Hogue agrees that the policy has to be entirely different from your current record retention and standard corporate policies.
"I would apply the same confidentiality policies to e-mail that I would recommend to communications in general, and that is a need-to-know basis," says Hogue. She adds that having e-mail opens your computer system to prying outside eyes.
"One of my concerns is that in order to have e-mail you almost need to open your computer system to the world," she says.

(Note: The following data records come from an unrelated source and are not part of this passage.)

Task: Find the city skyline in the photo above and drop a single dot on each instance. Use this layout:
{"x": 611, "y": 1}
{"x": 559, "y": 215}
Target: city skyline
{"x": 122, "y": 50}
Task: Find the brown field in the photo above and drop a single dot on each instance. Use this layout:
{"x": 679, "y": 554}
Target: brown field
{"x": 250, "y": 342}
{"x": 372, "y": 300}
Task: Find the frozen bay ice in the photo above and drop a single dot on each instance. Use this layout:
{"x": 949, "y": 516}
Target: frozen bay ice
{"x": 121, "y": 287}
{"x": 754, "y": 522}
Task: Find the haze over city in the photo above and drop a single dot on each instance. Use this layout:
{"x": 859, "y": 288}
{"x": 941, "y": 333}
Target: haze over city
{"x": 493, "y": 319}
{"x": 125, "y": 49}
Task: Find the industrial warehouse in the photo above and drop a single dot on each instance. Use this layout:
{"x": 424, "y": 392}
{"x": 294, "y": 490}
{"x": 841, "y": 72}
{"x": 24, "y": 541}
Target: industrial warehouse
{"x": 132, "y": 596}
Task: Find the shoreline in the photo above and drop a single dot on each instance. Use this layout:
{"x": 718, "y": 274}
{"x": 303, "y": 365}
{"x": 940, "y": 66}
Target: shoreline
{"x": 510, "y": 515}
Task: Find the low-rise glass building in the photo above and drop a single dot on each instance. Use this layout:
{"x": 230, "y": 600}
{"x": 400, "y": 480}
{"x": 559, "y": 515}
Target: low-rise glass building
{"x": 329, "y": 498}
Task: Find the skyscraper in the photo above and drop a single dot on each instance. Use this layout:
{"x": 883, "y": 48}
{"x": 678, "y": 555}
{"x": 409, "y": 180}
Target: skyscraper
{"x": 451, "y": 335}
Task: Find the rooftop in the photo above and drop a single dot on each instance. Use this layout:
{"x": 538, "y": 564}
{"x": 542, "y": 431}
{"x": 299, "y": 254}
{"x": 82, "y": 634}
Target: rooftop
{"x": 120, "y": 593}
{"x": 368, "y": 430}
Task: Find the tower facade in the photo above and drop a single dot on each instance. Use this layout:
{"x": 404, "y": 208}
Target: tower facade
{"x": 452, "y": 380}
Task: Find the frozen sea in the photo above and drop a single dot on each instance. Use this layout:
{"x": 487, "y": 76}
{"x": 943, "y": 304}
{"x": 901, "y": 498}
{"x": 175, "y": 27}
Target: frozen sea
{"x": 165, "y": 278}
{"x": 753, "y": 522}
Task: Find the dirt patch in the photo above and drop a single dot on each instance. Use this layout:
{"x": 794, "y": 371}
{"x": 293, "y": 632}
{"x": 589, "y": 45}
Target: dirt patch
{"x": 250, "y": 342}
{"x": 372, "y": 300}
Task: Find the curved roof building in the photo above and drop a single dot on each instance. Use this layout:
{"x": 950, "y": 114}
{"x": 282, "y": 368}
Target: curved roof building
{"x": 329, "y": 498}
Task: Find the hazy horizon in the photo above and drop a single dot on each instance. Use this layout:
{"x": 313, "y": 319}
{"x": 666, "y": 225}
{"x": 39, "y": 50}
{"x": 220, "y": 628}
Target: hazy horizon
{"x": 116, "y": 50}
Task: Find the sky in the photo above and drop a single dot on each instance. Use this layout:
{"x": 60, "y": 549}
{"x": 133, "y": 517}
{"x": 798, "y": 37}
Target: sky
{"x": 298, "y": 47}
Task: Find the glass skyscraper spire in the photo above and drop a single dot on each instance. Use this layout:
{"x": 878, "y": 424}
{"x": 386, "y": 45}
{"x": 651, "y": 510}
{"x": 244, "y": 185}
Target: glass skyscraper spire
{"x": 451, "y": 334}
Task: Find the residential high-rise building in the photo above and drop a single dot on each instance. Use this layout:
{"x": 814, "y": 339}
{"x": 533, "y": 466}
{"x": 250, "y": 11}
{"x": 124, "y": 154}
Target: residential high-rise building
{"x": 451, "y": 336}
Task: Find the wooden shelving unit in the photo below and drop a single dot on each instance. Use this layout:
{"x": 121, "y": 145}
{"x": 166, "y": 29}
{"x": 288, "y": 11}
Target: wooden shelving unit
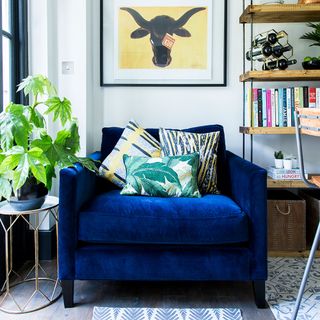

"There’s a channel by which anyone in the world could get into my computer, and as an attorney I have many concerns regarding confidentiality.
"I know that a lot of attorneys use e-mail, but I’m not sure we know what e-mail does to attorney-client privilege. That’s why I discourage communications with legal counsel via e-mail."
• Retention.
Because your e-mails are considered company records, retention also becomes an issue. Storing the information may not be a challenge, but maintaining a useable format can prove difficult.
"If you have a retention period longer than 10 years and your e-mail system changes, at some point you must go back to any stored items and look at the medium it is stored on and migrate it to the next generation," says Sapp.
She adds that many organizations require two copies of documents stored in different locations, in case of a fire or similar disaster.
This can be as simple as copying files and keeping one set of tapes in a separate location.
• Etiquette.
You never know who is going to see the e-mail you send or receive. That’s why Hogue recommends including e-mail etiquette in your policy.
"I’ve read stories about people intercepting e-mails, so I would include in the policy a prohibition of any talk that is derogatory toward anyone in the office or any patient," she says.
• Security.
Home care professionals wouldn’t dream of leaving patient files readily available for anyone walking through the office.
Hogue recommends using the same consideration in protecting your e-mails and computer files in general.
"I think computers should be locked," she says.
"Medicare surveyors have always said that files with patient information in them should be locked and should not be lying around. The same is true for computers and someone should monitor that. When you’re away from the office for meetings or lunch or at night, that computer should be locked."
ARMA, which ANSI has determined is a standard certifying body for the United States, created the e-mail task force in 1995.
It took more than three years for the committee to get a full document that could be submitted for public review and comment. Sapp expects the final document to be available in the third quarter of 1999.